Remark 0.3    1. Observe that if
\[\sigma\]
is a non–symplectic automorphism then
\[\alpha(g)\]
is a n-root of unity not necessarily primitive. 
    2. If
\[G\]
is a finite group acting purely non–symplectically then
\[G_N=\{Id\}\]
and
\[G\cong Im(\alpha)\]
is cyclic, more precisely
\[G\cong \nu_N=\langle e^{\frac{2\pi i}{N}}\rangle\]
where
\[N\]
is the order of 
\[G\]
.
    3. All the purely non–symplectic automorphisms acting on a
\[K3\]
surface are classified, their order is at most 66, see [3]. 
   4. If
\[G\]
is finite and acts symplectically then its order is at most 960 by a result of S. Mukai, [2]. All finite abelian groups acting simplectically on a
\[K3\]
surface where classified by V. Nikulin in the 80’s, there are 14 such groups, [3]. 
To understand the properties of automorphisms of
\[K3\]
surfaces it is important to understand their fixed locus. If
\[\sigma\in {\rm Aut}(X)\]
, we define 
\[{\rm Fix}(\sigma)=\{p\in X|\ \sigma(p)=p\}\]
the fixed locus of 
\[\sigma\]
.
 
Exercice 1 (on the fixed locus of an automorphism). Let
\[X_4\]
be the quartic
\[K3\]
surface (Fermat quartic) defined by the equation in complex projective 3-space
\[\mathbb{P}^3(\mathbb{C})\]
\[x_0^4+x_1^4+x_2^4+x_3^4=0.\]
 Consider the automorphism of
\[\mathbb{P}^3(\mathbb{C})\]
induced by the automorphism of
\[\mathbb{C}^4\]
 
\[\Sigma_2:\mathbb{C}^4\to \mathbb{C}^4,\ (x_0, x_1, x_2, x_3)\mapsto (-x_0, -x_1, x_2, x_3)\]

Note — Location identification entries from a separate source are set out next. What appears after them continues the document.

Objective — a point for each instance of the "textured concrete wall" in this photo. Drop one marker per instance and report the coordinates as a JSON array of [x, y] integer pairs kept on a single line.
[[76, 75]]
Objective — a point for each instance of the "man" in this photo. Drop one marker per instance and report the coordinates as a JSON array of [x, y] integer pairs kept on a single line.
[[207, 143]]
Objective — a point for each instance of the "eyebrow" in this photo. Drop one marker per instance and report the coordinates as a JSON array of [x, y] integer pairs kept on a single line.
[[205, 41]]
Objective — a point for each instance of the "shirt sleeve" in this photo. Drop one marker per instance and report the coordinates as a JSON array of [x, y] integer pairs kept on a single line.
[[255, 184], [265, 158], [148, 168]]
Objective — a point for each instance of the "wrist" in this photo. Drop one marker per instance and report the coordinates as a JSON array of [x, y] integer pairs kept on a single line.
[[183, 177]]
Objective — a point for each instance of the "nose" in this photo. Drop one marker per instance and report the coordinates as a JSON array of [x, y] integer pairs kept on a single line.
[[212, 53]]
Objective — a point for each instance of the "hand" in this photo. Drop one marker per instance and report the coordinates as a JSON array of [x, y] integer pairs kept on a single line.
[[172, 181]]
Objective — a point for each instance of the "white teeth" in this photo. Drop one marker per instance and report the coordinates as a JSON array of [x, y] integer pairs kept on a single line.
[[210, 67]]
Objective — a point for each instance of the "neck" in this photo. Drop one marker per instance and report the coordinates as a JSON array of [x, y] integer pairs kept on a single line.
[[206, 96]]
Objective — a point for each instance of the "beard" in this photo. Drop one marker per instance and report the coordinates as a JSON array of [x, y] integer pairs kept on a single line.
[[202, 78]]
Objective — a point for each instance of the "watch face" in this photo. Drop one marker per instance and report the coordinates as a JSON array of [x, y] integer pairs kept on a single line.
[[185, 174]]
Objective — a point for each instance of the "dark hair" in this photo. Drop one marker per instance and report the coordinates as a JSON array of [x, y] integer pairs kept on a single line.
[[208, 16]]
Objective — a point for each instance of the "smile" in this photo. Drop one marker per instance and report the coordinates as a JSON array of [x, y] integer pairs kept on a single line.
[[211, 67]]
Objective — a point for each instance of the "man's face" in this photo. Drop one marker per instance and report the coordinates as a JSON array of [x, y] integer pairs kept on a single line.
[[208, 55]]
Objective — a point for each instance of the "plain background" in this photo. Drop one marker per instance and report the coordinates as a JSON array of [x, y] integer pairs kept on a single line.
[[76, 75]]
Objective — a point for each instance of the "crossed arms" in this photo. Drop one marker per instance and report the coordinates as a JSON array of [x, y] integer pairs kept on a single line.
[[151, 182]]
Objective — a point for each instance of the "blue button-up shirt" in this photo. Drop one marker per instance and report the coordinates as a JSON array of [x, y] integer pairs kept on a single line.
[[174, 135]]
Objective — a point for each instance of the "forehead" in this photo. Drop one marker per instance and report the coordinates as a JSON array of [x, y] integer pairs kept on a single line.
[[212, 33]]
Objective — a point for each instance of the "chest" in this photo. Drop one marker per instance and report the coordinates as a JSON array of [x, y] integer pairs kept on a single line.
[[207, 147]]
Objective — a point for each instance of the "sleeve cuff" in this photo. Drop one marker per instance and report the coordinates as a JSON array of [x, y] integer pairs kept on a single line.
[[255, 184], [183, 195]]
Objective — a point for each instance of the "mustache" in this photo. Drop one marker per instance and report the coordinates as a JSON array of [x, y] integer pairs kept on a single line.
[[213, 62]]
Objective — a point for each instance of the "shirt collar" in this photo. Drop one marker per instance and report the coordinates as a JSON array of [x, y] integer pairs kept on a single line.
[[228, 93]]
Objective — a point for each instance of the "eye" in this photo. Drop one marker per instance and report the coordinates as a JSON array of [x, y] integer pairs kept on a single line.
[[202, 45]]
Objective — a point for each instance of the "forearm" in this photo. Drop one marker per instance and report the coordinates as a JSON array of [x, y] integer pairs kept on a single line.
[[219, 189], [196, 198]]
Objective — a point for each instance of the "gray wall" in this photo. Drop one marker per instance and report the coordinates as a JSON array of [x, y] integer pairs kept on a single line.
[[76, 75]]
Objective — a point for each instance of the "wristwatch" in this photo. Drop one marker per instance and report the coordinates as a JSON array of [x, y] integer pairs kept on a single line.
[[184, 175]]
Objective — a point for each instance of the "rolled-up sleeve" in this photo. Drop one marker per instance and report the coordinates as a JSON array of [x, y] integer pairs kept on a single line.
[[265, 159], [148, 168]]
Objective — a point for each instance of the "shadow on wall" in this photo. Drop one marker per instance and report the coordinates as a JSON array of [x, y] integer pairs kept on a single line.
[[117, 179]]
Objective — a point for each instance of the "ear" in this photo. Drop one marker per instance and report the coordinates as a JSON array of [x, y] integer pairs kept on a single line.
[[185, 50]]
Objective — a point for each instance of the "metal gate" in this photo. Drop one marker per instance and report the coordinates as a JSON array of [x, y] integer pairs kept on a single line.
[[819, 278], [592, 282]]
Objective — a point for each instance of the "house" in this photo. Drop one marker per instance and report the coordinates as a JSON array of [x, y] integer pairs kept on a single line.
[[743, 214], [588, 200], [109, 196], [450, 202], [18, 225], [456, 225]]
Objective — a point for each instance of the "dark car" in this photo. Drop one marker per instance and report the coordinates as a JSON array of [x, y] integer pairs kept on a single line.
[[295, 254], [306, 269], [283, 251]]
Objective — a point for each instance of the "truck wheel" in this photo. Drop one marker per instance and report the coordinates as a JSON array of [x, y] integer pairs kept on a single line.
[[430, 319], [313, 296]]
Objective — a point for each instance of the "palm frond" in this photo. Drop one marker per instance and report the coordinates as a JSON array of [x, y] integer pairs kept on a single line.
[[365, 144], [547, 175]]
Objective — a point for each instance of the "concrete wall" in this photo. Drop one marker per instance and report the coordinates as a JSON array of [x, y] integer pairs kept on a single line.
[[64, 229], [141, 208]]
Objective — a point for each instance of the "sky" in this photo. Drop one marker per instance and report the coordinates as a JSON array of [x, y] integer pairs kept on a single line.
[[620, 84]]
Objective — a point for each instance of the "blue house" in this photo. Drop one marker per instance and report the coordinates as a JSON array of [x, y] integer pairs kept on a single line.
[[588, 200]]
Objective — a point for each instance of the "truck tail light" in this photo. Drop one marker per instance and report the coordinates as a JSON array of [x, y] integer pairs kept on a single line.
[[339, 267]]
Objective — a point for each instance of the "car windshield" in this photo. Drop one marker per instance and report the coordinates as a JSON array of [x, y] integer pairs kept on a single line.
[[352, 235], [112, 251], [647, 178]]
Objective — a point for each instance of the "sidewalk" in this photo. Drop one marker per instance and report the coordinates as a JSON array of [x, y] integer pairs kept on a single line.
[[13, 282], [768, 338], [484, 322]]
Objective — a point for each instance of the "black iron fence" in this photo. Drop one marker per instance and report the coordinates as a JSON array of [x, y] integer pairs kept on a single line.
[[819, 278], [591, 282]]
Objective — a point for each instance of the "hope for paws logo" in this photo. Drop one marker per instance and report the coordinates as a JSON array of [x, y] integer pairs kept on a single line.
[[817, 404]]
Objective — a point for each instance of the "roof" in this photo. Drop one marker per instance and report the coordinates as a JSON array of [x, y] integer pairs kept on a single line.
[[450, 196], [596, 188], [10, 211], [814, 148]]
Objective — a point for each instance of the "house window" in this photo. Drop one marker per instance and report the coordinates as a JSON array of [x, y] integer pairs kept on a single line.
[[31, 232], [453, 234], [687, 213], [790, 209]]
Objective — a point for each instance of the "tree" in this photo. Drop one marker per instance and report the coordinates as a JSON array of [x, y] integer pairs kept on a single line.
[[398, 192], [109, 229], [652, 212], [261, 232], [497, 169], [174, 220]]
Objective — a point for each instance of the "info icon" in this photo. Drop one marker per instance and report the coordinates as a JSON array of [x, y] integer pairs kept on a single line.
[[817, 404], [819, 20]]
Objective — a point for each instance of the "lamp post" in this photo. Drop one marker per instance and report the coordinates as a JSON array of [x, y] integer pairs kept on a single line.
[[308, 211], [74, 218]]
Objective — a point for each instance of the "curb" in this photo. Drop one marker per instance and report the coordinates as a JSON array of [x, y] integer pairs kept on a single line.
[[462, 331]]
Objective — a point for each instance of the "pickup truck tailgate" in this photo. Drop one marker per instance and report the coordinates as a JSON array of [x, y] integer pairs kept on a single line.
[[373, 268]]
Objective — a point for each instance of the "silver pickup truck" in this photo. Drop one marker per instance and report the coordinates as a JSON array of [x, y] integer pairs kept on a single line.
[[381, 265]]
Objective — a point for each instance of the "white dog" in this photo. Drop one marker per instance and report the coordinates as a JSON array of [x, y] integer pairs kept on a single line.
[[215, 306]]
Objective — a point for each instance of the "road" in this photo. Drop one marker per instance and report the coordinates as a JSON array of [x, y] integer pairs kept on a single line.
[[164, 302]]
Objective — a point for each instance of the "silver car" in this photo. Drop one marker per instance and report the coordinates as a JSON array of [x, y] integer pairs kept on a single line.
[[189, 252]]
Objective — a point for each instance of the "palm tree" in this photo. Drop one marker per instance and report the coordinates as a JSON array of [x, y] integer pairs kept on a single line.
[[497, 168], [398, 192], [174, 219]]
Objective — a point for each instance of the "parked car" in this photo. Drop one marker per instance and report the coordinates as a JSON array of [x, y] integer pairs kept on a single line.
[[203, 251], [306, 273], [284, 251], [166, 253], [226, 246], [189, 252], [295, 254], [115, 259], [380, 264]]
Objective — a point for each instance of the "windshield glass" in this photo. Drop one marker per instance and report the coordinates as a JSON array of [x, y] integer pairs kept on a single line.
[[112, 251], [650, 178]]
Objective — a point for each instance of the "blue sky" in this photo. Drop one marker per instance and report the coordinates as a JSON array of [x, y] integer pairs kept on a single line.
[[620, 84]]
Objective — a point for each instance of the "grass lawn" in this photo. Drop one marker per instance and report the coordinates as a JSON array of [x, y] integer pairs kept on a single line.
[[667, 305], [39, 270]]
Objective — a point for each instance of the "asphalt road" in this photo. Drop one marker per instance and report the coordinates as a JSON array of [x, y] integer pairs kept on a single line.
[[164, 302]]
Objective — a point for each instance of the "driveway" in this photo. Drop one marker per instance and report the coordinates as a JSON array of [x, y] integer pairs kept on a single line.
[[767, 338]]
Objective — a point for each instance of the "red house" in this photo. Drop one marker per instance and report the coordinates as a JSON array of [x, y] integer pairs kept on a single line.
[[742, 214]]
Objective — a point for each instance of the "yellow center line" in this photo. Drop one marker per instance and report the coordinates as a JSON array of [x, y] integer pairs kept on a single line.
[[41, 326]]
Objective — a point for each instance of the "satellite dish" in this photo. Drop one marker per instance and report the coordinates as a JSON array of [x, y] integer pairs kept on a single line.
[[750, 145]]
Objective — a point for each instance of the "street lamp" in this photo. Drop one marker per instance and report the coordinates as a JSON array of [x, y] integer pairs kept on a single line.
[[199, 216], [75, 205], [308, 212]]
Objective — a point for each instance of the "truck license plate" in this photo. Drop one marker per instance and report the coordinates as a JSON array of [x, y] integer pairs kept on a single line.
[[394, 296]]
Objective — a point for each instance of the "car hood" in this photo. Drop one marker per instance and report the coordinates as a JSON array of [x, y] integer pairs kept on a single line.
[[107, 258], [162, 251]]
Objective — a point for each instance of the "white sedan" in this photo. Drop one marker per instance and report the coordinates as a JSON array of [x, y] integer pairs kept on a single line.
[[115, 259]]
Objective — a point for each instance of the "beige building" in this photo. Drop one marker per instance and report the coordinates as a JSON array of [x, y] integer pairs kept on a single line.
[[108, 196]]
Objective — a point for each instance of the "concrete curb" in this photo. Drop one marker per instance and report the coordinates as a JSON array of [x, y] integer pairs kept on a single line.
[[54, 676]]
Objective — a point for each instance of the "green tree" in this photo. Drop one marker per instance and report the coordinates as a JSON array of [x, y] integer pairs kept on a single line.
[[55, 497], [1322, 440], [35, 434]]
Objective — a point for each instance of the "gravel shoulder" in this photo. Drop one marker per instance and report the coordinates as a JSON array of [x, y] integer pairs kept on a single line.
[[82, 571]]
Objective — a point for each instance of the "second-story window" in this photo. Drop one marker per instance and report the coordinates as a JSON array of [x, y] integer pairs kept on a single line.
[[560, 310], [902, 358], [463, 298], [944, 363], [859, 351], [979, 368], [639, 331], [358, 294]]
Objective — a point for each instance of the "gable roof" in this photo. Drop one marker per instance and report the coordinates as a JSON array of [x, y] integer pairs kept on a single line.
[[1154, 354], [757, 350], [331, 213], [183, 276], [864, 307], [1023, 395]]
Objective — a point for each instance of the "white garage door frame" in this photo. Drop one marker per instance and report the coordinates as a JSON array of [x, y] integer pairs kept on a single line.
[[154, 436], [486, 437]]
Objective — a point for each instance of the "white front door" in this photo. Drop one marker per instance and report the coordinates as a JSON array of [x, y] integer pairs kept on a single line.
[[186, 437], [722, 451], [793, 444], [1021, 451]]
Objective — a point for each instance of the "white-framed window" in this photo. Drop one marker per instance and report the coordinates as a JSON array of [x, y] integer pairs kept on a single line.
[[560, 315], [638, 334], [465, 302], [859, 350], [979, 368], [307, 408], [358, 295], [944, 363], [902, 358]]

 this is an involution (i.e. an automorphism of order 2) of
\[\mathbb{P}^3(\mathbb{C})\]
that leaves invariant the equation of
\[X_4\]
so that its restriction
\[\sigma_2\]
is an involution of
\[X_4\]
.
   1. Show that
\[\sigma_2\]
acts symplectically on
\[X_4\]
   2. Show that the fixed locus
\[{\rm Fix}(\sigma_2)\]
consists of 8 isolated points. 
In fact it is a not easy result that any finite order automorphism with 8 isolated fixed points is a symplectic involution see [1], [3]. 
 
Exercice 2 (more on the fixed locus). We consider now the following automorphism of order 3 of
\[\mathbb{P}^3(\mathbb{C})\]
induced by 
\[\Sigma_3:\mathbb{C}^4\to \mathbb{C}^4,\ (x_0,x_1, x_2, x_3)\mapsto (x_0, x_1, \zeta_3x_2, \zeta_3^2x_3)\]
with 
\[\zeta_3\in \mathbb{C}\]
a third primitive root of unity.
  1.  Compute all the homogeneous polynomials of degree 4 in the variables
    \[x_0, x_1, x_2, x_3 \]
    that are invariant under the automorphism
    \[\Sigma_3\]
    .
  2. We call
    \[X'_4\]
    a
    \[K3\]
    quartic surface defined as the zero set of a polynomial of the previous question. Show that
    \[\Sigma_3\]
    restricts to a symplectic automorphism
    \[\sigma_3\]
    of
    \[X'_4\]
    and describe the fixed locus.
 
Exercice 3 (on the type of the fixed locus). Let
\[X\]
be a
\[K3\]
surface and
\[\sigma\in {\rm Aut}(X)\]
of finite order. Show that 
  1. If
    \[\sigma\]
    is symplectic then it has only isolated fixed points. 
  2. If
    \[\sigma\]
    is purely non–symplectic than it can have fixed curves and/or isolated fixed points.
  3. If
    \[\sigma\]
    is a non–symplectic involution, can one give a more precise description of the fixed locus ?
 
Exercice 4 (on the quotient by an automorphism). Let
\[\sigma\]
be a symplectic involution on a
\[K3\]
surface
\[X\]
. We have shown in the Exercice 3 that this has only isolated fixed points. Show that the quotient surface
\[Y:=X/\langle\sigma\rangle\]
has a singularity of type
\[A_1\]
(i.e. a point that locally looks like the vertex of a cone:
\[\{u^2=z\omega\}\subset \mathbb{C}^3\]
) in the image of a point
\[p\in X\]
such that
\[\sigma(p)=p\]
.
 
Problem session: Thursday 8th of november 2018.
 
References
[1] M. Artebani, A. Sarti, and S. Taki, K3 surfaces with non-symplectic automorphisms of prime order., Math. Z. 268 (2011), no. 1-2, 507–533, with an appendix by Shigeyuki Kondo.
[2] Shigeru Mukai, Finite groups of automorphisms of K3 surfaces and the Mathieu group, Invent. Math. 94 (1988), no. 1, 183–221. MR 958597
[3] V.V. Nikulin, Finite groups of automorphisms of Kählerian surfaces of type K3, Uspehi Mat. Nauk 31 (1976), no. 2(188), 223–224.